We don't need politicians and an admiral telling an oil company how to stop a leak. We need them saying, "If we have something you might need let us know and you'll get it." And that's exactly what they're saying.

oyster said...

Paw paw, thanks for the link.

Yes, we got us a serious situation. But neither I nor Jeffrey nor the overwhelming majority of progressive bloggers in S. Louisiana opposes drilling or oil, in itself. That's a false choice. I think we have a right to complain about this disaster and its response without getting lectured on the value of oil. I think it takes a fair amount of chutzpah, to do that, frankly, since the piping that takes the oil to processing and then to market has vivisected our protective wetlands, the rest of which are now being poisoned by an underwater oil gusher which was a catastrophic risk BP claimed was pretty much impossible. We do think that oil companies should be truthful and accountable for the catastrophic risks and damage that they bring to the communities who support their infrastructure.

Something like this was only a matter of time.

Cathy said...

Your all right Paw Paw...I'll be back to talk to ya..

Termite said...

As someone who's spent 20 yrs in the GoM oilfield, I want to know why the BOPs and other safety equipment didn't work. And if there's already a sub-sea well tree on the sea floor, why the ROV can't manually shut the well in.

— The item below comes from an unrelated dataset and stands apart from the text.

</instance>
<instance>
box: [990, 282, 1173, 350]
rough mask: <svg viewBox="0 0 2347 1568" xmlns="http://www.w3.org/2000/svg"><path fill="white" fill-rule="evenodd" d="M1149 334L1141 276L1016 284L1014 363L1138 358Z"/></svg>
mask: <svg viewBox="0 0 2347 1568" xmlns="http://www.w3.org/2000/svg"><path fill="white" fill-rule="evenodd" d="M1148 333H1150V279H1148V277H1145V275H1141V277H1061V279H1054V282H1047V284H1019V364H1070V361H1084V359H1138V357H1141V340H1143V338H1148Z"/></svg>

As for the politics involved, this spill is no more Obama's fault/responsibility than Katrina was the Shrub's.
High ranking DC officials(including POTUS) need to stay away and let the experts handle things. The Coast Guard, MMS, and Gulf Coast oil spill response teams don't need to take time away from the job at hand to ferry officials around for a "dog & pony" show.
The Navy might be helpful; if so, use them.

Rivrdog said...

You guys, consider that the USCG was playing military quartermaster, comma, old school on this one. You did hear that they were demanding beaucoup paperwork signed by every Feddle official on the planet before they'd issue a foot of boom, didn't you?

Nope, there WERE Katrina-like mistakes made, I heard it from your Governor's lips myself last week.

Oyster, the problem is that your "progressive" people have jumped all over this spill as the only reason necessary to stop drilling/pumping from ALL offshore wells, FOREVER. I heard THAT one from Gov. Schwarzenegger's lips just today (no, he's not a REAL Republican, and this is one of the things that proves it).

There needs to be some responsibility on BOTH sides: on the part of the petro industry for their equipment, which should undergo the reliability testing of a nuke power plant's, and on the part of the Greenie opposition, which fails, as PawPaw pointed out, to account for just how we would survive as a nation with insufficient energy (the answer is that we wouldn't, just look at Venezuela).